L’agriculture raisonnée : une impasse
À côté de ces démarches de rupture, l’agriculture raisonnée occupe une place particulière. Elle se présente comme une tentative d’optimisation du modèle agricole conventionnel, visant à en réduire certains impacts sans en remettre en cause les fondements. Elle repose sur une utilisation dite « maîtrisée » des intrants chimiques, ajustée selon des seuils de nuisibilité, des conditions climatiques ou des stades culturaux.
Contrairement aux approches agroécologiques, l’agriculture raisonnée ne vise pas la sortie des pesticides, mais leur gestion plus fine. Or, cette approche se heurte à plusieurs limites désormais bien documentées.

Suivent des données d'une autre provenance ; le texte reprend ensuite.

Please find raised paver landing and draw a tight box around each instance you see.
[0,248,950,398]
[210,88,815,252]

De nombreuses études montrent que les pesticides exercent des effets chroniques à faibles doses, sans seuil de sécurité clairement identifiable. Les effets sub-létaux, les perturbations endocriniennes et les effets cocktails — résultant de l’exposition simultanée à plusieurs molécules — affectent durablement les pollinisateurs, la microfaune des sols, la biodiversité aquatique et la santé humaine.
Réduire les doses ne supprime donc pas la toxicité : cela la diffuse dans le temps et dans l’espace. Les sols restent biologiquement appauvris, les paysages agricoles demeurent simplifiés, et les chaînes trophiques continuent d’être fragilisées. Par ailleurs, même « raisonnée », cette agriculture reste entièrement dépendante des engrais de synthèse, de la mécanisation lourde, des semences industrielles et d’une énergie fossile abondante. Elle ne régénère pas les sols ; au mieux, elle en ralentit la dégradation.
À l’échelle d’un territoire résilient, l’agriculture raisonnée apparaît ainsi comme une adaptation minimale d’un modèle fondamentalement non viable.
En conclusion, les pratiques culturales réellement compatibles avec la résilience territoriale sont celles qui restaurent les sols vivants, abolissent la dépendance aux intrants fossiles, renforcent la biodiversité fonctionnelle et s’inscrivent dans des systèmes agricoles diversifiés et ancrés localement.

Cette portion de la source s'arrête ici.